Please pray for me to take away this unhealthy anger, disappointment and bitterness. It does not show on the outside. It affects my health as i feel a victim of problems who spoke up but was not heard. I spoke up even more and it was made clear that I need to keep silent, have my horse blinds on and never mention it again. The problem stays and it effects me negative greatly. I ask for love and peace and wisdom to leave without anger, bitterness and disappointment. To find a better place if this is Gods plan. I ask for God in opening doors and opportunities for taking away this anger. In Jesus name. Amen
Hi all,
I would like to thank you for who prayed for me when I was very down and had a spiritual battle. Somehow God is showing me the way and it feels great. It goes slow and everything in Gods plans and time. God, My Lord, thank you for not forsaking me. Even in my dark moments of depression where I sometimes really challenge you, you never where impatient with me. I am finding healthy ways to enjoy life more and in which slowly and steady my fear for success and failure is getting lesser. You gave me hope and held me in my darkest moments.

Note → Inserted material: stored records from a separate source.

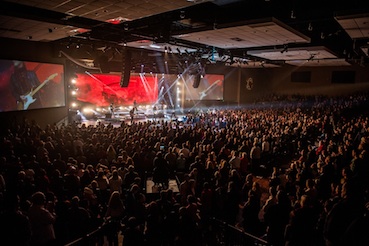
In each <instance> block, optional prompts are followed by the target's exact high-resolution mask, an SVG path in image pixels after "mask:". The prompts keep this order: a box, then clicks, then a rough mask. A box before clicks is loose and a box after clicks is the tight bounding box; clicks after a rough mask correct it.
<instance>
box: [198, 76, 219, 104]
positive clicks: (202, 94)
mask: <svg viewBox="0 0 369 246" xmlns="http://www.w3.org/2000/svg"><path fill="white" fill-rule="evenodd" d="M219 82H222V81H221V80H219V79H218V80H217V81H215V82H214V83H213V84H211V85H210V86H209V87H208V88H206V89H205V90H203V91H201V92H199V94H200V100H202V99H203V98H204V97H206V96H207V95H208V91H210V90H211V89H212V88H213V87H214V86H216V85H217V84H218V83H219Z"/></svg>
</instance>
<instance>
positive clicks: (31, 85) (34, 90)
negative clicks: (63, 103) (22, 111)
mask: <svg viewBox="0 0 369 246" xmlns="http://www.w3.org/2000/svg"><path fill="white" fill-rule="evenodd" d="M13 63H14V72H13V74H12V76H11V78H10V85H11V91H12V94H13V96H14V97H15V99H16V102H17V109H18V110H25V109H28V108H31V109H32V108H41V107H42V104H41V102H42V98H41V95H40V93H37V91H38V90H39V89H40V88H41V86H43V85H45V84H46V82H47V81H49V80H51V79H53V78H54V77H55V76H56V74H54V75H52V76H50V77H49V78H48V79H47V80H45V81H44V82H43V83H42V84H41V83H40V81H39V79H38V77H37V75H36V73H35V72H34V71H30V70H27V68H26V66H25V64H24V62H22V61H14V62H13Z"/></svg>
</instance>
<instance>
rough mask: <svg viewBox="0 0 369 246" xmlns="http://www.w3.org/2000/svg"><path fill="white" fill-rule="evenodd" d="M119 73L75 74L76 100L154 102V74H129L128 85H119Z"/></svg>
mask: <svg viewBox="0 0 369 246" xmlns="http://www.w3.org/2000/svg"><path fill="white" fill-rule="evenodd" d="M120 79H121V76H120V75H114V74H90V73H79V74H77V80H76V87H77V88H78V92H77V95H78V96H77V100H79V101H82V102H86V103H91V104H94V105H96V106H108V105H110V104H111V103H113V104H115V105H133V103H134V101H136V103H137V104H154V103H155V102H156V101H157V98H158V79H157V75H156V74H146V75H143V74H131V77H130V80H129V84H128V87H124V88H122V87H121V86H120Z"/></svg>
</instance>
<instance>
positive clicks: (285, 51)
mask: <svg viewBox="0 0 369 246" xmlns="http://www.w3.org/2000/svg"><path fill="white" fill-rule="evenodd" d="M284 52H288V45H287V44H284V45H283V49H282V50H281V53H282V54H283V53H284Z"/></svg>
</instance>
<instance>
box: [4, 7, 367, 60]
mask: <svg viewBox="0 0 369 246" xmlns="http://www.w3.org/2000/svg"><path fill="white" fill-rule="evenodd" d="M366 5H367V4H366V3H365V1H364V0H351V1H342V0H338V1H335V4H334V5H332V6H322V3H321V1H317V0H311V1H302V0H300V1H297V0H285V1H277V0H209V1H206V0H103V1H97V0H49V1H44V0H10V1H1V2H0V37H2V38H13V39H23V40H31V41H40V42H48V43H51V44H55V45H56V46H57V47H60V50H61V51H62V53H60V54H61V55H65V56H67V58H70V59H75V60H78V61H79V62H81V63H83V64H85V65H86V66H87V67H96V66H99V61H100V63H101V61H102V60H103V61H105V62H106V61H107V62H114V61H115V62H122V60H124V58H125V54H126V50H130V52H131V53H132V54H133V55H132V59H133V60H135V61H134V62H141V63H142V62H149V63H151V64H152V63H157V62H159V61H161V60H168V59H171V60H172V61H175V63H176V64H177V63H179V64H182V63H183V62H184V61H187V60H189V59H191V60H192V61H195V62H198V61H199V62H203V63H207V64H212V63H223V64H225V65H229V66H240V67H279V66H283V65H286V64H287V65H292V66H350V65H352V64H360V65H362V66H366V64H367V63H368V47H369V9H368V8H367V7H365V6H366ZM76 50H78V52H77V51H76ZM102 57H103V58H104V59H102ZM177 65H178V64H177Z"/></svg>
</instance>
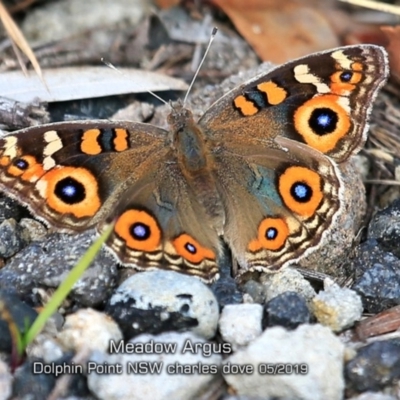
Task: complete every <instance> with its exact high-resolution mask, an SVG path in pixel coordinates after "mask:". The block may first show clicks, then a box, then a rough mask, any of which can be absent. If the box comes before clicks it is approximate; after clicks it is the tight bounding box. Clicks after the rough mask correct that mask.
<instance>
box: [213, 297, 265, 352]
mask: <svg viewBox="0 0 400 400" xmlns="http://www.w3.org/2000/svg"><path fill="white" fill-rule="evenodd" d="M262 314H263V307H262V305H261V304H232V305H227V306H225V307H224V308H223V310H222V313H221V317H220V319H219V332H220V333H221V336H222V339H223V340H224V341H225V342H228V343H230V344H231V345H232V349H233V350H237V349H238V348H240V347H243V346H247V345H248V344H249V343H250V342H251V341H252V340H254V339H255V338H256V337H258V336H260V335H261V332H262V327H261V320H262Z"/></svg>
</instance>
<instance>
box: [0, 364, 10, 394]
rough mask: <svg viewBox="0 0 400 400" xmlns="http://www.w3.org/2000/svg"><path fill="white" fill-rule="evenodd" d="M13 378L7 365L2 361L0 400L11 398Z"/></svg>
mask: <svg viewBox="0 0 400 400" xmlns="http://www.w3.org/2000/svg"><path fill="white" fill-rule="evenodd" d="M12 381H13V377H12V375H11V374H10V371H9V370H8V366H7V364H6V363H5V362H4V361H2V360H0V400H8V399H9V398H11V388H12Z"/></svg>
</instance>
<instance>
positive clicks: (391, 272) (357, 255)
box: [350, 239, 400, 314]
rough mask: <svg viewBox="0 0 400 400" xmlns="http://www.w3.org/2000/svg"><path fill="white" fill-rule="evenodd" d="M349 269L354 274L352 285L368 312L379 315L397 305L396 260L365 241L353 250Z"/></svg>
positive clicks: (352, 286)
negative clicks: (355, 251) (388, 309)
mask: <svg viewBox="0 0 400 400" xmlns="http://www.w3.org/2000/svg"><path fill="white" fill-rule="evenodd" d="M350 268H352V269H353V270H354V271H355V275H356V281H355V283H354V285H353V286H352V289H353V290H355V291H356V292H357V293H358V294H359V295H360V296H361V299H362V301H363V305H364V308H365V310H366V311H367V312H370V313H374V314H375V313H379V312H381V311H384V310H386V309H388V308H391V307H394V306H397V305H399V304H400V259H398V258H397V257H395V256H394V255H393V254H392V253H388V252H385V251H384V250H382V249H380V247H379V246H378V244H377V242H376V241H375V240H372V239H369V240H367V241H366V242H364V243H362V244H361V245H359V246H358V247H357V256H356V257H355V260H354V261H353V262H352V263H351V265H350Z"/></svg>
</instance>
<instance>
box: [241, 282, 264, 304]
mask: <svg viewBox="0 0 400 400" xmlns="http://www.w3.org/2000/svg"><path fill="white" fill-rule="evenodd" d="M242 289H243V291H244V292H245V294H248V295H249V296H250V297H251V298H252V300H253V303H259V304H264V302H265V290H264V286H263V285H262V284H261V283H259V282H256V281H253V280H249V281H247V282H246V283H245V284H244V285H243V287H242ZM248 302H249V303H250V301H248Z"/></svg>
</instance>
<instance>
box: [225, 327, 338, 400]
mask: <svg viewBox="0 0 400 400" xmlns="http://www.w3.org/2000/svg"><path fill="white" fill-rule="evenodd" d="M343 354H344V345H343V344H342V343H341V342H340V340H339V339H338V338H337V337H336V336H335V335H334V334H333V333H332V331H331V330H330V329H329V328H327V327H324V326H322V325H308V324H305V325H301V326H299V327H298V328H297V329H296V330H294V331H286V330H285V329H283V328H281V327H273V328H269V329H267V330H265V331H264V332H263V333H262V335H261V336H260V337H258V338H257V339H255V340H254V341H253V342H252V343H250V344H249V346H247V347H246V348H245V349H242V350H238V351H237V352H236V353H234V354H233V355H232V356H230V357H228V358H227V359H226V360H225V362H224V367H223V374H224V378H225V380H226V381H227V383H228V384H229V385H230V386H231V387H232V388H233V389H234V391H235V392H236V393H237V394H238V395H239V396H248V397H250V398H260V399H266V398H270V397H277V398H284V399H291V400H297V399H299V400H300V399H301V400H327V399H329V400H342V399H343V391H344V378H343ZM228 364H230V366H229V365H228ZM238 366H240V367H241V368H242V373H238V374H232V373H228V372H229V367H230V368H231V370H232V369H234V368H239V367H238ZM250 367H253V368H254V371H253V372H251V371H250V370H249V369H250ZM243 368H248V369H247V371H246V373H244V372H243ZM260 371H261V372H262V373H261V374H260ZM278 371H280V372H281V373H282V374H278Z"/></svg>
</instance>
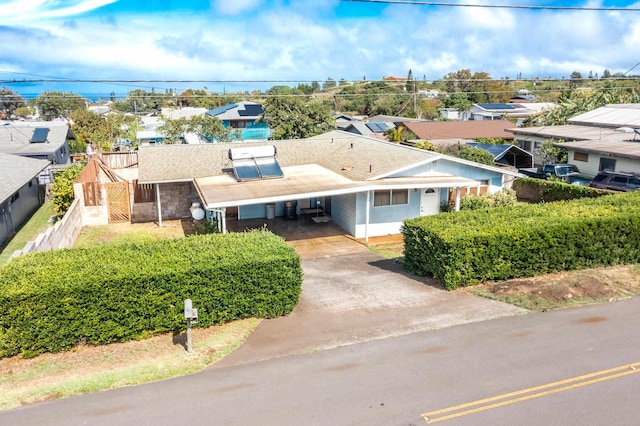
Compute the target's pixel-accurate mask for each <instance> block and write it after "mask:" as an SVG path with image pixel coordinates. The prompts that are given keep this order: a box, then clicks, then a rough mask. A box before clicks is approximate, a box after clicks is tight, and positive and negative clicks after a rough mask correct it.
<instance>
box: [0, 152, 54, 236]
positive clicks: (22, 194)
mask: <svg viewBox="0 0 640 426" xmlns="http://www.w3.org/2000/svg"><path fill="white" fill-rule="evenodd" d="M48 165H49V161H47V160H39V159H33V158H29V157H23V156H19V155H11V154H4V153H0V245H1V244H3V243H4V242H5V241H6V240H7V239H8V238H9V237H11V236H13V235H14V234H15V232H16V230H17V229H19V228H20V226H22V224H23V223H24V222H26V221H27V220H28V219H29V217H31V215H32V214H33V212H34V211H35V210H36V209H38V207H39V206H40V205H41V204H42V201H41V199H40V196H39V193H38V175H39V174H40V172H42V170H44V169H45V168H46V167H47V166H48Z"/></svg>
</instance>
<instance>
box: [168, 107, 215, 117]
mask: <svg viewBox="0 0 640 426" xmlns="http://www.w3.org/2000/svg"><path fill="white" fill-rule="evenodd" d="M207 111H209V109H207V108H196V107H180V108H162V110H160V114H161V115H162V116H163V117H166V118H169V119H171V120H177V119H179V118H191V117H197V116H199V115H205V114H206V113H207Z"/></svg>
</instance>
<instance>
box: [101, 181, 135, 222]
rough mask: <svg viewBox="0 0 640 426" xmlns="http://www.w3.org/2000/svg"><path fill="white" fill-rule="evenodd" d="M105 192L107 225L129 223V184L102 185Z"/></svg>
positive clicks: (130, 214) (114, 184) (130, 219)
mask: <svg viewBox="0 0 640 426" xmlns="http://www.w3.org/2000/svg"><path fill="white" fill-rule="evenodd" d="M104 186H105V189H106V190H107V205H108V212H109V223H115V222H130V221H131V204H130V203H129V183H128V182H110V183H105V184H104Z"/></svg>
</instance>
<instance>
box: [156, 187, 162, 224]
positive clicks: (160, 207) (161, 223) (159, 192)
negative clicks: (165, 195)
mask: <svg viewBox="0 0 640 426" xmlns="http://www.w3.org/2000/svg"><path fill="white" fill-rule="evenodd" d="M160 206H161V203H160V184H159V183H156V207H157V209H158V226H162V207H160Z"/></svg>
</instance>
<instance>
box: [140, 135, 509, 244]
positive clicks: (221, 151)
mask: <svg viewBox="0 0 640 426" xmlns="http://www.w3.org/2000/svg"><path fill="white" fill-rule="evenodd" d="M138 164H139V169H138V172H139V176H138V179H139V181H138V183H139V184H143V185H152V186H153V187H154V188H155V194H157V198H156V200H155V202H154V203H151V204H149V206H150V208H151V211H152V212H153V213H154V214H155V217H152V218H148V220H157V221H159V222H160V223H162V220H163V219H175V218H180V217H184V216H188V215H189V209H190V207H191V206H192V204H193V203H200V204H201V205H202V207H203V208H204V209H205V210H206V211H207V212H208V215H211V216H213V217H215V218H216V219H218V221H219V224H220V226H221V229H222V230H223V231H224V230H225V229H226V225H225V223H226V220H227V217H233V218H235V219H237V220H243V219H255V218H272V217H275V216H282V217H284V218H289V217H290V216H291V213H292V210H293V212H294V213H295V214H296V215H297V214H305V213H308V212H317V211H316V208H317V207H319V208H320V209H322V210H323V213H324V215H323V216H319V217H316V218H315V220H314V221H318V222H322V221H328V220H332V221H333V222H335V223H336V224H337V225H339V226H340V227H342V228H343V229H344V230H345V231H346V232H348V233H349V234H350V235H352V236H354V237H356V238H365V240H368V237H370V236H377V235H387V234H397V233H399V232H400V230H401V227H402V223H403V221H404V220H405V219H407V218H411V217H416V216H420V215H431V214H436V213H438V212H440V207H441V204H442V203H454V204H455V206H456V208H459V205H460V200H461V197H462V196H463V195H464V194H466V193H475V194H482V193H493V192H496V191H499V190H500V189H501V188H503V187H508V186H510V183H511V182H512V181H513V180H514V178H515V177H519V176H520V174H518V173H515V172H513V171H510V170H504V169H501V168H498V167H493V166H487V165H483V164H478V163H475V162H471V161H467V160H462V159H459V158H454V157H449V156H446V155H442V154H438V153H434V152H430V151H425V150H420V149H415V148H412V147H408V146H404V145H400V144H396V143H391V142H386V141H381V140H377V139H374V138H369V137H363V136H358V135H354V134H351V133H347V132H341V131H333V132H329V133H325V134H322V135H319V136H315V137H313V138H308V139H299V140H283V141H269V142H261V143H258V142H244V143H235V144H233V145H231V144H209V145H165V146H161V147H158V148H155V149H154V148H150V147H140V149H139V151H138ZM312 219H313V218H312Z"/></svg>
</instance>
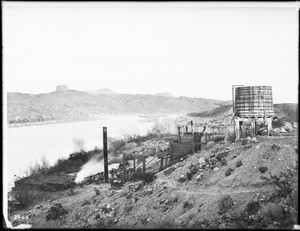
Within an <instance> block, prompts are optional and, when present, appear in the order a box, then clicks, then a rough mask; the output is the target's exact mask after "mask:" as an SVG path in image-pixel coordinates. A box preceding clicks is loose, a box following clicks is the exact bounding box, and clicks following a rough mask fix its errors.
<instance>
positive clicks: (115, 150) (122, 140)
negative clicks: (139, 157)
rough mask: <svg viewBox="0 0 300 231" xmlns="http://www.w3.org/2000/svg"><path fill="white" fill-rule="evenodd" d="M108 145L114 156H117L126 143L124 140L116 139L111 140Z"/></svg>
mask: <svg viewBox="0 0 300 231" xmlns="http://www.w3.org/2000/svg"><path fill="white" fill-rule="evenodd" d="M108 143H109V146H110V149H111V151H112V154H113V155H114V156H117V155H118V153H119V152H120V151H121V149H122V148H123V147H124V146H125V144H126V142H125V140H124V139H116V138H109V139H108Z"/></svg>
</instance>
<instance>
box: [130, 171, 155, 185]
mask: <svg viewBox="0 0 300 231" xmlns="http://www.w3.org/2000/svg"><path fill="white" fill-rule="evenodd" d="M129 179H130V180H133V181H137V180H142V181H145V182H146V183H150V182H152V181H153V180H155V179H156V175H155V173H154V172H145V173H143V172H138V171H136V172H134V173H132V174H131V176H130V178H129Z"/></svg>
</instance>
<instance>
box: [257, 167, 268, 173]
mask: <svg viewBox="0 0 300 231" xmlns="http://www.w3.org/2000/svg"><path fill="white" fill-rule="evenodd" d="M258 170H259V171H260V172H261V173H264V172H266V171H267V170H268V168H267V167H265V166H262V167H259V168H258Z"/></svg>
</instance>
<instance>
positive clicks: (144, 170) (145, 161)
mask: <svg viewBox="0 0 300 231" xmlns="http://www.w3.org/2000/svg"><path fill="white" fill-rule="evenodd" d="M145 172H146V158H143V173H145Z"/></svg>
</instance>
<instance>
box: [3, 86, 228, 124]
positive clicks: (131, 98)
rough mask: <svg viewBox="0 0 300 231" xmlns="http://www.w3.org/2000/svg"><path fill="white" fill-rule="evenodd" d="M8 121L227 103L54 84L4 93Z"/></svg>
mask: <svg viewBox="0 0 300 231" xmlns="http://www.w3.org/2000/svg"><path fill="white" fill-rule="evenodd" d="M7 100H8V102H7V107H8V110H7V119H8V123H9V124H14V123H28V122H42V121H67V120H81V119H87V118H92V117H94V116H99V115H103V114H124V113H145V114H146V113H147V114H148V113H151V114H153V113H155V114H157V113H159V114H175V113H176V114H179V113H188V112H198V111H206V110H210V109H212V108H216V107H219V106H222V105H226V104H228V103H229V102H226V101H221V100H213V99H203V98H189V97H171V95H169V94H159V95H148V94H147V95H143V94H117V93H115V92H113V91H111V90H109V89H102V90H101V89H100V90H99V91H92V92H89V93H88V92H84V91H76V90H69V89H68V87H67V86H63V85H61V86H58V87H57V90H56V91H54V92H50V93H45V94H36V95H35V94H26V93H25V94H23V93H15V92H14V93H12V92H9V93H8V94H7Z"/></svg>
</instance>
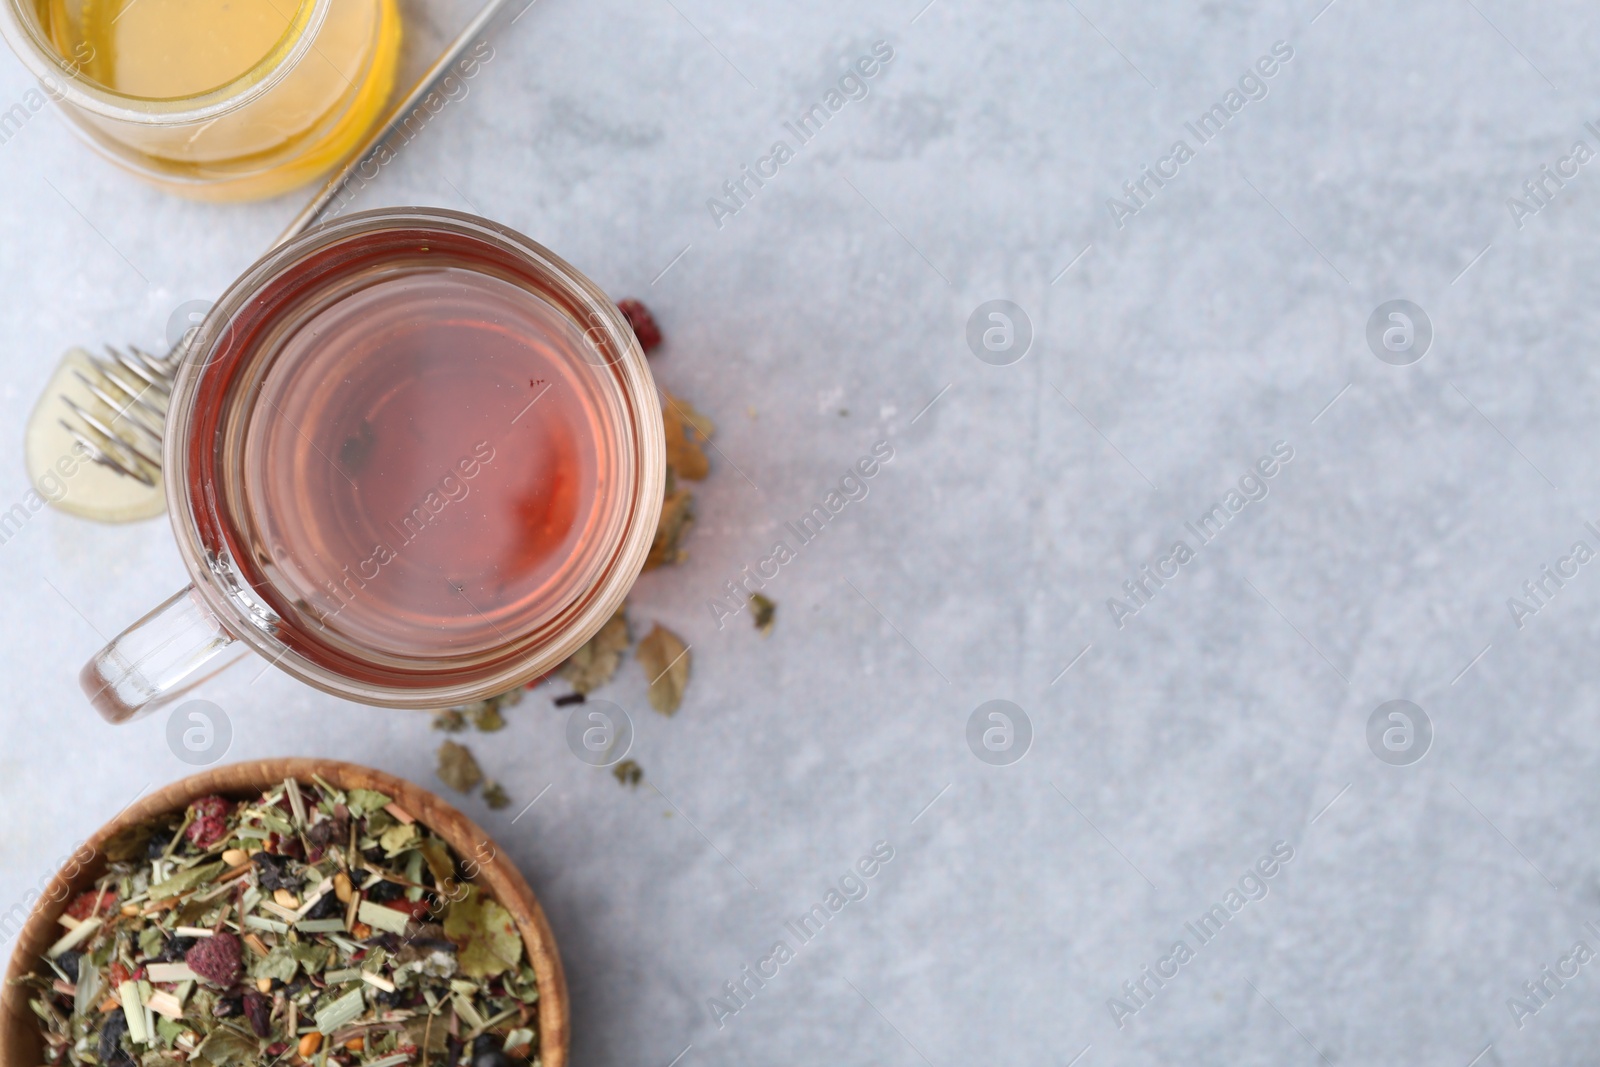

I would like to ask others to pray for people who suffer from depression and any other mental disease. That our Lord will protect and carry them when they fight their battles as it is not easy. May you also bless them in finding you Lord and start that wonderful relation ship many people already have with you. Please also keep on praying for me that my depressions moments will be getting further apart from each other and lesser in frequency. I am relearning now to see matters in more positive views as I am so tired of being in that negative roller coaster. I pray as well for courage, for finding a job which the Lord has planned for me. And Lord you know which direction I feel pulled and pray you bless me with opportunities and people on my path where my skills and creativity can come together. Not for myself Lord but as a praise to you. Thank you Lord and praise you Lord for touching many people in their hearts to come to you, to seek you and learn from you.
I ask for a prayer of courage and providing blessings for my family in the first place and for myself later. For some years now my heart is going out to a new life with my wife and daughter. I am very unhappy in my current job and feel like I am wasting myself away for this company I am working for. My heart longs for that step of courage of leaving the company and start for myself and dive into the unknown. Please be aware that I am the one and only at this moment in the family who has a job. I want the courage to leave this stable and secure yet for me depressing same story every moment of the day work. Jump into the unknown with faith and courage and make that self employment a success in which I can serve others to grow, empower and encourage them. I struggle for years to make that step yet fear of failure and the devastating financial consequences for my family keep me from taking this step. I need guidance in making that step more smooth for everyone involved.
May all of you who pray for me and in the first place my family be blessed as well. A thank you from my heart.